イタリアスキー探索隊の合い言葉は「夜中は降って」と問われたとき「昼間は晴れろ」と答えるのだが、今回は雪不足だったので寝る前にも、
「夜中は降って昼間は晴れろ」
と各自が三度唱えることにしていた。その効あって、十日の午後から降り始めた雪は、夜の間もどんどん降り続き、朝になっても降りやまず、冬枯れドロミテを一変させる豪華絢爛堂々一挙70cmの大雪となった。
「あー、見渡せばドロミテは一面の銀世界」
に、よーやくなって頂けました。よかった、
「おじさんは嬉しいよ。杉作ぅ」
なんであるが、今度は降りすぎで、ゴンドラリフトの殆どが運休となってしまった。しかたないので、滑りに行く人、休養する人、各自自由行動にするしかない。

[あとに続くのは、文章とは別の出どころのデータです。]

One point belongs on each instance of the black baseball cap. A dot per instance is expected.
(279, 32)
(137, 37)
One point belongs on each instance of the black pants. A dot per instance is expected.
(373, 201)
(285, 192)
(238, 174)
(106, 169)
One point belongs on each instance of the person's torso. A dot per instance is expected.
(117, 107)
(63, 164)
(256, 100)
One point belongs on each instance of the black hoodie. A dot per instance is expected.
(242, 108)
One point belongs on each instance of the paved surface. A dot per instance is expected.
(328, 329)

いわき市の能戸俊輔=プロフェッソーレノトは青森に生まれ東北に育っただけあって、新雪深雪が大好きである。
「どーすると、こんなとこが滑れるの?」
「・・・まわりにこういう雪しかなかったもんで・・・圧雪されたとこよりも・・・こっちの方が・・・滑りやすい。」
しゃべりには・・・が随所に散りばめられて、訥々としているが、滑りの方はスピードに乗って流麗である。

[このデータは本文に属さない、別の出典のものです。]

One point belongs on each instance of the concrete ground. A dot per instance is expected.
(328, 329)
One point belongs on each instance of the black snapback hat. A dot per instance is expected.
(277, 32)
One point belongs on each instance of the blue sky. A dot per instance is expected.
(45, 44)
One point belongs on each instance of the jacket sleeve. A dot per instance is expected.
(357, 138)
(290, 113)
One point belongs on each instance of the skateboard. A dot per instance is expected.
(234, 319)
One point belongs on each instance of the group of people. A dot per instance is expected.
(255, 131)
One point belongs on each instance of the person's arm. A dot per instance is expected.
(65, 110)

雪国で生まれたSJ愛読者。今シーズンはカービングの板を新調した。研究肌で今回も最初の二日間はストックなしで練習していた。となれば、滑りは切れない筈がない。欠点と言えば、人が入ってない斜面を見つけると、たちまちそわそわと挙動が怪しくなること。
「おいおい、こんなとこいくのかよ、うそだろ!」
と言うような所で、勝手に隊を離れて滑って行ってしまうことかもしれない。
ということで、プロフェッソーレノトとソムリエハラダは降りしきる雪の中をニカニカ嬉しげに滑りに行っってしまった。こちらは雪が降ったら滑らない居残り組とブラックジャックをして日がな一日過ごしていた。バクチなんかしたことない能戸洋子は見る間に負けが込んで
「俊輔さんが帰ってきたら、なんて言おう」
という身売り寸前状態になってしまったのである。